The palace was built from 1557 to 1563 for Tommaso Marino. It was designed by architect Galeazzo Alessi from Perugia. Its main facade originally faced Piazza San Fedele, as Piazza della Scala at the time was a warren of medieval houses. The construction was occasionally slowed down by the opposition of the population, that had a very conservative attitude towards the architecture of the centre of Milan.

Several sculptors from the Fabbrica del Duomo were involved in the decorations this Palazzo. In the courtyard, sculptures were erected representing the Labours of Hercules and the Metamorphoses. The ceiling of the main hall (now known as "Salone dell'Alessi") had frescos and stuccos with the Marriage of Cupid and Psyche by Andrea Semini and Ottavio Semini.
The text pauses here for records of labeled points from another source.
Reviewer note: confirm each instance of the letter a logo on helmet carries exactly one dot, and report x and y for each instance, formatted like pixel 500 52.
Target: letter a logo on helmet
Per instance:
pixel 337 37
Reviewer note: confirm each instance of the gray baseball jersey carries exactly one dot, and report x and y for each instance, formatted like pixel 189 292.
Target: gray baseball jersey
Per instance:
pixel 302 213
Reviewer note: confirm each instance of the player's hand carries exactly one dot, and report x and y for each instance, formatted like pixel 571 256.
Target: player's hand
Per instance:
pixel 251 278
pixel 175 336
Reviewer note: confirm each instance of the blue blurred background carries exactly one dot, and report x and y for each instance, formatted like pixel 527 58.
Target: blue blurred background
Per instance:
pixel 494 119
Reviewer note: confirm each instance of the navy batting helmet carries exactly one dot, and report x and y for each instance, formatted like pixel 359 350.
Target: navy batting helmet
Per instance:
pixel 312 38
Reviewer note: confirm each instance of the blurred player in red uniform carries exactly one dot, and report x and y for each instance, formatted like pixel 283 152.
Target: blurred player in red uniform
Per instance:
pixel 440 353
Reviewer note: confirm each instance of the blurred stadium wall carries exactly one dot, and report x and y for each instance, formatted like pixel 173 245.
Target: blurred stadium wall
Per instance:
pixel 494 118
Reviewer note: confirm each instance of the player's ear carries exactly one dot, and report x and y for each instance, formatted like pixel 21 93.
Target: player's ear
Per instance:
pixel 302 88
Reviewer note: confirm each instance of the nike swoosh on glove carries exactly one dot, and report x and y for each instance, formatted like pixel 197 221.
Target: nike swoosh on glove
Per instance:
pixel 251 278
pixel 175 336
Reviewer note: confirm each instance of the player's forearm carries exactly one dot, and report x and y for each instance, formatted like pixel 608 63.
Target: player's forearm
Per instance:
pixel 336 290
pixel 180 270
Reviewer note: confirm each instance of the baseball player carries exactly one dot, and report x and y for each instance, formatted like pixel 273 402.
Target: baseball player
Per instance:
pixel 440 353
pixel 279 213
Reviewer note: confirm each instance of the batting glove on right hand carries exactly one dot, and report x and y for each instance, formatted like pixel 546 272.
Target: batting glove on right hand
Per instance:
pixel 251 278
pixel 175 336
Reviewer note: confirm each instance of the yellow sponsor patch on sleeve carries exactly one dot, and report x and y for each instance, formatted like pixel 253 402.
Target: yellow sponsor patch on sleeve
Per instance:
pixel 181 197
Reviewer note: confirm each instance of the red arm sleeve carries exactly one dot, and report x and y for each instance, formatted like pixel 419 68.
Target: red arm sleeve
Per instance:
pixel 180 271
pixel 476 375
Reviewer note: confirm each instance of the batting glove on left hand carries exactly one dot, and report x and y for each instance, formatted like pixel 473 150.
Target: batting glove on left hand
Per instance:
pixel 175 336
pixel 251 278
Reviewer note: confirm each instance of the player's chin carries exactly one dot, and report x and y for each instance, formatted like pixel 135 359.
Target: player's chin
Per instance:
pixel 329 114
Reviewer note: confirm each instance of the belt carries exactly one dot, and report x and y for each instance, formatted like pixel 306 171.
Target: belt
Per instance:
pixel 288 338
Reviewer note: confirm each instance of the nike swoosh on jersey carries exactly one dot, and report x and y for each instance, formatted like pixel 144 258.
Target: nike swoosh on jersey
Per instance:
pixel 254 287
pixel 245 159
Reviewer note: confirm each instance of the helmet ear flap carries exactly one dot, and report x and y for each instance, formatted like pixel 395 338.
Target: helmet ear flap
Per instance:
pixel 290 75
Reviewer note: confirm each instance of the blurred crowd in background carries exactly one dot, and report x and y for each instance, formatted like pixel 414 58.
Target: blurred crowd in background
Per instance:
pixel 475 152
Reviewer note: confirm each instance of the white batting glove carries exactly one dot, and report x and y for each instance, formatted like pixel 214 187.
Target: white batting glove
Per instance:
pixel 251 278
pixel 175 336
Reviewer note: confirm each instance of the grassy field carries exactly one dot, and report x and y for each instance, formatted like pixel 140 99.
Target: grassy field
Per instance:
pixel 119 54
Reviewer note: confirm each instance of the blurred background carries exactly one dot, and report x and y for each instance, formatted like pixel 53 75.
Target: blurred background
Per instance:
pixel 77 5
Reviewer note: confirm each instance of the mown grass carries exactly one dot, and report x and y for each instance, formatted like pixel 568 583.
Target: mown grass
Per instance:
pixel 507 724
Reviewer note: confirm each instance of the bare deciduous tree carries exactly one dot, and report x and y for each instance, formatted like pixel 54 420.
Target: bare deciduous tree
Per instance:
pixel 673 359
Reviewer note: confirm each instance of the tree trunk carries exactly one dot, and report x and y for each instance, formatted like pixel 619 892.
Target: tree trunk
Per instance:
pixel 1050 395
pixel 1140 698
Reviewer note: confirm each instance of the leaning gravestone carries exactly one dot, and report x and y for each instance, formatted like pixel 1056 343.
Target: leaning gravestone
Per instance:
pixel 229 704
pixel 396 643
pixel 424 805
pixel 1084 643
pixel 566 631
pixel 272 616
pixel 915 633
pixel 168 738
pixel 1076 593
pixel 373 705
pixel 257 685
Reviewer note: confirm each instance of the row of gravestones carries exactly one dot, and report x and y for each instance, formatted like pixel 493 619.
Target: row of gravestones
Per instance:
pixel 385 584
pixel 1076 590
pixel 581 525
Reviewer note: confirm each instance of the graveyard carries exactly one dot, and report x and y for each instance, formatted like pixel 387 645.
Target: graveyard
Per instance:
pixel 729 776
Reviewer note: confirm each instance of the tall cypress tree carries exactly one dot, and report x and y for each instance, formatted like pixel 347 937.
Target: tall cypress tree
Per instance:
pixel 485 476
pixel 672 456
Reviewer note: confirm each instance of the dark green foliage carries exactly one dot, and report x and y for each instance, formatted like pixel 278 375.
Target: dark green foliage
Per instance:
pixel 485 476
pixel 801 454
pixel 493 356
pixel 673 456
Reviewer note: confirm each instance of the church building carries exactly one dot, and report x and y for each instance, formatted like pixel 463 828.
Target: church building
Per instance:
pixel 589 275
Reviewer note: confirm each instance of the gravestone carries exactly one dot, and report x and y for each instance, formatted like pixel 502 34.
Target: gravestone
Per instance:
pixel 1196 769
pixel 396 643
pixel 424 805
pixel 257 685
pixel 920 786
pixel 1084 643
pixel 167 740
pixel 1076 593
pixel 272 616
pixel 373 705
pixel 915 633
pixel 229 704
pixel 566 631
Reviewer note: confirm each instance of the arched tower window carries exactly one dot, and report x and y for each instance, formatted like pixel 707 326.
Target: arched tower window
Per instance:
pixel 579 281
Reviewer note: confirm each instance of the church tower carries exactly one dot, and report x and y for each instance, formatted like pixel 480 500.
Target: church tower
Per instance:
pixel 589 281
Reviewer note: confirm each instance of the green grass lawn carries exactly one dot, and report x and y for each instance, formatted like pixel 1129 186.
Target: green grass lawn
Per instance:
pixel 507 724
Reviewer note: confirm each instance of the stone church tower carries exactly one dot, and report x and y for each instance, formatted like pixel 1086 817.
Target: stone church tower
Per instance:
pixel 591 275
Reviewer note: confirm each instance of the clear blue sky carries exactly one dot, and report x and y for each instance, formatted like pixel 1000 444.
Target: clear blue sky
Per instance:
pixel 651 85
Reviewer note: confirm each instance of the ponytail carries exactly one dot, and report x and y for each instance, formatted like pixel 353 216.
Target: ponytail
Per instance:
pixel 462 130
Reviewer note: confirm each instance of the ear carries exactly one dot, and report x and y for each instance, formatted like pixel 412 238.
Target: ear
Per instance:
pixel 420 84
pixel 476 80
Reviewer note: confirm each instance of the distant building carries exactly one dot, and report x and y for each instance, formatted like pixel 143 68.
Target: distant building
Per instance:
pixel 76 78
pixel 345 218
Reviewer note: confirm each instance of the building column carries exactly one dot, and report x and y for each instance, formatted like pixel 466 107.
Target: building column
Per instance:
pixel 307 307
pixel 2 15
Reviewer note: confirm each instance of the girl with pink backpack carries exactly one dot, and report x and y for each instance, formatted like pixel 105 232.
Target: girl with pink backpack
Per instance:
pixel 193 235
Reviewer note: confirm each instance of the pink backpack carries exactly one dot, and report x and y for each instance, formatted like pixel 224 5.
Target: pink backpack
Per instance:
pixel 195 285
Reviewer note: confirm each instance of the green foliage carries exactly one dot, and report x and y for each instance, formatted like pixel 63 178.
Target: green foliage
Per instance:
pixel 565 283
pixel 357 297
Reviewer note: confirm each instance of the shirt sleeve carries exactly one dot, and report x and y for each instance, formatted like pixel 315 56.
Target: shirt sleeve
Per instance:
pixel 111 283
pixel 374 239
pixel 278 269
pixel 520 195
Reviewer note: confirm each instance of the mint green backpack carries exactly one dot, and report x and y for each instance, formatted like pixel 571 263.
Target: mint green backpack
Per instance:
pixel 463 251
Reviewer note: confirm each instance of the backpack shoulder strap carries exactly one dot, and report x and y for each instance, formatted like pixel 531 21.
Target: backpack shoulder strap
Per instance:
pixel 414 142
The four corners of the ceiling were also decorated with paintings by Aurelio Busso representing allegories of the four seasons. Further frescos as well as bas reliefs decorated the walls, with mythological themes such as the Muses, Bacchus, Apollo and Mercury by Ottavio Semini. The reliefs depict the story of Perseus.

When Marino died leaving his family bankrupt, the palace became a property of the State, but in 1632 it was sold to another banker, Carlo Omodei. The House of Omodei never inhabited the palace, which maintained its original name "Marino" and was rented to several notable Milanese.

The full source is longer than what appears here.